Anyhow, Dave then began to lecture Don on how much money he made and, so, he is able to buy discs and rip them so that he need not suffer under the yoke of DRM. Don tried to explain that he was concerned about making quality audio available for a reasonable price—with improved navigation and playback features, too—but Dave was on a holy roll that, frankly, came off as kind of elitist. He could afford to make the choice he had, which he can and has a right to, but to blast Audible for having navigated the troubled waters of digital distribution to bring audio to the market was dumb. Dave ignores the fact that for most people inexpensive access to downloadable audio is a good thing, because they don’t bill at Dave Winer rates (which Dave explained in detail).
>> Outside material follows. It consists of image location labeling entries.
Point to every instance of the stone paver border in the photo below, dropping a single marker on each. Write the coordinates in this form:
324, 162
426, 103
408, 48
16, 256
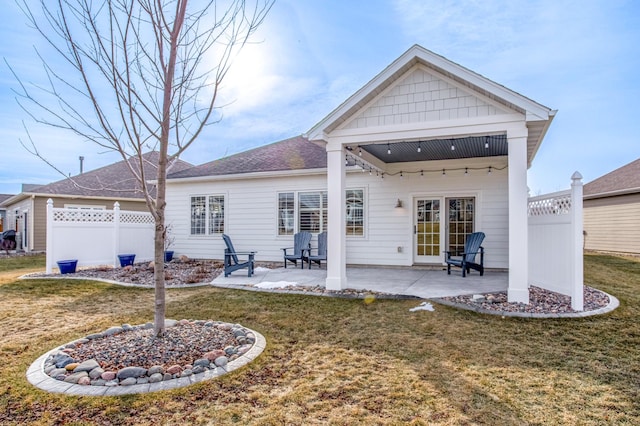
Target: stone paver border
37, 377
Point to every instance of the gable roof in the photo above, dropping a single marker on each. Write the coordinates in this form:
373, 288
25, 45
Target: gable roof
538, 116
5, 197
623, 180
112, 181
296, 153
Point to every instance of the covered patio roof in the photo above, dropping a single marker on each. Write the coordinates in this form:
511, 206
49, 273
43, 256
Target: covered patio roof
437, 149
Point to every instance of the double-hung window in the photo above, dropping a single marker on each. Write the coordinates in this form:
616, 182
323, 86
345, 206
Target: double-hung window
207, 214
312, 211
355, 212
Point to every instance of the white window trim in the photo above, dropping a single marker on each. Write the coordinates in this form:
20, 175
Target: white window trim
207, 234
296, 211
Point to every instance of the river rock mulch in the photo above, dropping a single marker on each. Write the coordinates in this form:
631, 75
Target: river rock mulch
129, 355
541, 301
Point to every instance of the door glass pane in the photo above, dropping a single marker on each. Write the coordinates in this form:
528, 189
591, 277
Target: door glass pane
461, 219
428, 228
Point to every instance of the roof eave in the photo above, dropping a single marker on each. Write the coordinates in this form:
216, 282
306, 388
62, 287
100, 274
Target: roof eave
251, 175
16, 198
551, 115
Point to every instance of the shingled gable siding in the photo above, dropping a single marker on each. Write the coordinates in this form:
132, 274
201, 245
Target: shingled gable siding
252, 205
422, 96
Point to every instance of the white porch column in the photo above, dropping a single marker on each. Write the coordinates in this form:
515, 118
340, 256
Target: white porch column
518, 291
577, 249
49, 253
336, 253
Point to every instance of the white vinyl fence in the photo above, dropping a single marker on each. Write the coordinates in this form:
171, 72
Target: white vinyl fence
97, 237
555, 242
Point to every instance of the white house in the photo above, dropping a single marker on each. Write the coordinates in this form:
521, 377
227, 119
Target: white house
422, 155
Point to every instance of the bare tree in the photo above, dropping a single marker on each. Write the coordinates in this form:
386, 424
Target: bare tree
138, 75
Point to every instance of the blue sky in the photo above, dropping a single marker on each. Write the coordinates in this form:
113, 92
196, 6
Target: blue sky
580, 57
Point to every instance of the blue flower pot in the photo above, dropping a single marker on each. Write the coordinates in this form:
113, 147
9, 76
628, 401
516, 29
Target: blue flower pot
126, 259
67, 266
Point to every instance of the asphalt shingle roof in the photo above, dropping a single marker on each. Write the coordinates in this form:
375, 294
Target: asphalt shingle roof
296, 153
114, 180
625, 178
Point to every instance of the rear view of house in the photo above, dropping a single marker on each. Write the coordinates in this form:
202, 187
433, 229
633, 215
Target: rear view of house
423, 155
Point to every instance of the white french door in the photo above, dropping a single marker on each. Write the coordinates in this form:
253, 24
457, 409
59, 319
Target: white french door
427, 230
441, 224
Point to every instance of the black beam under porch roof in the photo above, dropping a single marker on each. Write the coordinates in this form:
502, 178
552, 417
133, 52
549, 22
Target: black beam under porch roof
436, 149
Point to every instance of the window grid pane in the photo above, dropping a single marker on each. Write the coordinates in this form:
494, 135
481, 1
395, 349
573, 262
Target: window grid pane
312, 211
216, 214
355, 212
286, 212
198, 215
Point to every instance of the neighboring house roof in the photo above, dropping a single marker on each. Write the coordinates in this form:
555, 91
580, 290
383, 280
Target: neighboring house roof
538, 116
296, 153
623, 180
5, 197
112, 181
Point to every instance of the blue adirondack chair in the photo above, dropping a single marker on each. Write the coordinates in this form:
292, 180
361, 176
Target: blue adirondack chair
467, 259
321, 251
231, 261
301, 244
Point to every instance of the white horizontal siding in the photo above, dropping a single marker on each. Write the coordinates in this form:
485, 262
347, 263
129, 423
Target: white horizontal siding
251, 208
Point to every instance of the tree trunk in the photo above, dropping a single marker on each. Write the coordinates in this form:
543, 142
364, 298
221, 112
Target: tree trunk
165, 128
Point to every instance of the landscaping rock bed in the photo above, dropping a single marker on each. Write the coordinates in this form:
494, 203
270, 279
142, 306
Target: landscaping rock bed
541, 301
130, 355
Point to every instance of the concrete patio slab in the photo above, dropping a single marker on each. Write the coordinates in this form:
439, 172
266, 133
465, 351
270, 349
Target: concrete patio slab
406, 281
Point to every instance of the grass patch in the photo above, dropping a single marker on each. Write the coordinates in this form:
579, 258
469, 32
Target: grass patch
337, 361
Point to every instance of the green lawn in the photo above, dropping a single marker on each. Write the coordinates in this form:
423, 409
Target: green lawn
338, 361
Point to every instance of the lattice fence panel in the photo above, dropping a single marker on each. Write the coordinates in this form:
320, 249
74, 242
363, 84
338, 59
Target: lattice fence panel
136, 217
554, 206
83, 216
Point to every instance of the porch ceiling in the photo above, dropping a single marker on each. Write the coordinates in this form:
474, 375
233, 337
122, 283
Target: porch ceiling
437, 149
Dave said Audible was going to pay a high price for using DRM, and Don replied that the number of customers who have quit over the years because of DRM has been a “rounding error.” Dave insisted that this couldn’t be true, because he was representative, but he represents a tiny minority of users who apparently don’t value ease of use and access to inexpensive audio. Dave repeatedly said “I am your customer,” and Don replied “You’re an ex-customer,” so they were both right. However, Audible is focused on people who aren’t enjoying an unconstrained income.
Finally, here is the thing that bugs me, as both a creator of “content” and a technologist: Dave assumes that delivery technology is the essential value-add in the content value chain. He has described how he did “all the heavy lifting” and now the market was ready to blossom; at the same time, for many with content, delivery has been a frightening problem, because it becomes synonymous with “piracy” in practice. I’ve worked with Audible for years, as they developed a business model content producers could live with and customers could love—they succeeded years before the music industry. There is much, much more to audio listening than finding and playing the program. What we call DRM is also the foundation for auditing advertising in free programs and, even, simple things like having a file that remembers where you left off your listening and restarts at that point in the program. The “security” aspects of Audible’s technology are going to fade and the services it enables for producers and listeners are going to start to take the fore, but Dave’s going to miss that angle because he’s on a high horse.
So, that’s what happened when two pioneers met and one decided he was infinitely superior than the other. It was funny and sad, but when I read Dave’s rendition of the meeting, it is infuriating.